I lost my sense of smell years ago from other conditions and other infections and in the ER other senses also slowly became estranged. Severe earaches , painful light sensitivity coupled with enlarged and sinking eyelids, and a cough that has caused me to use text or handwritten notes to communicate with my wife. But in the sound of that sharpie was truth we had tested and come to believe would help us still talk without talking.

 My mind was not reminding me, flattering me, damning me, deifying me, there was nothing but the sheer acute shit of life, its occasional respite from pain; I couldn’t think or sort or construct even if I wanted to. But after awhile, it became more and more ok not to be able to process anything, just to react without making good or bad. When scraps of thought did leak in, they paled in comparison to the experience I was having which suggested to me it would be ok if I never went home.

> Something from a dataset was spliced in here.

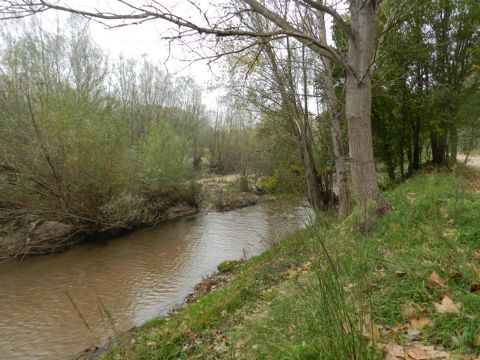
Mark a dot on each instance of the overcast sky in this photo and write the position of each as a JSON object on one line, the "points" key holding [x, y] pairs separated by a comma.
{"points": [[145, 40]]}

 I was left without any familiar relative ideas of me, nor of any familiar fears of death. I needed nothing and wasn’t needed. And that was ok. I was needed by family and friends, of course, but in this version of silence I was left without thoughts for them. In a a real sense a health crisis is freedom, an odd, raw moment beyond possessions, beloved inner dialogues, the nicknames we give to the things that will only belong to me for a brief time anyway, where we sit and forget what our faces look like and what masks we’ve used to hide it. It is also a freedom that separates us from anything reliable, or loved. It is not so much a silence that is a share of the Great Silence, so much as a strange intimate piece of a visceral present from which there may be no chance to recoup our safety nets or our bullshit.

Even with that world of only the ER, only the body talking itself into staying around as it judges the use of the new things being injected into it, as a monk I can see, in retrospect, in that silence, or a limbo that is cruel and unnerving, a bit of compassionate luck. In the context of my monastic and Bodhisattva vows, I was entering a dharma gate, an unwanted one which will give me the information to be of use to another person who might use this same gurney.

Such understanding can never be learned in books or rituals; it is never handwritten or spoken; it is embodied.

When the need for answers is marginalized, there is room to witness interdependence, of Being, examples of all the words we chant or meditate on—impermanence, no fixed self—manifest without my needing to participate or narrate.

So yes: Silence. Sit in Silence, let meditation be where you learn exactly who you are, and attain enlightenment which helps you realize what needs to be done for others, NOW, without any inner preambles. Place. Ground of being. Knowing precisely your place in that place. But what about silence when is forced upon you? The IV drip silence, the post- projectile vomiting silence, the silence in between the incessant throat cough that you’re sure is loosening your teeth?

With or without answers, my bed was the most important in the ER but only in the sense that every other bed was just as unique and vital. Such understanding can never be learned in books or rituals; it is never handwritten or spoken; it is embodied.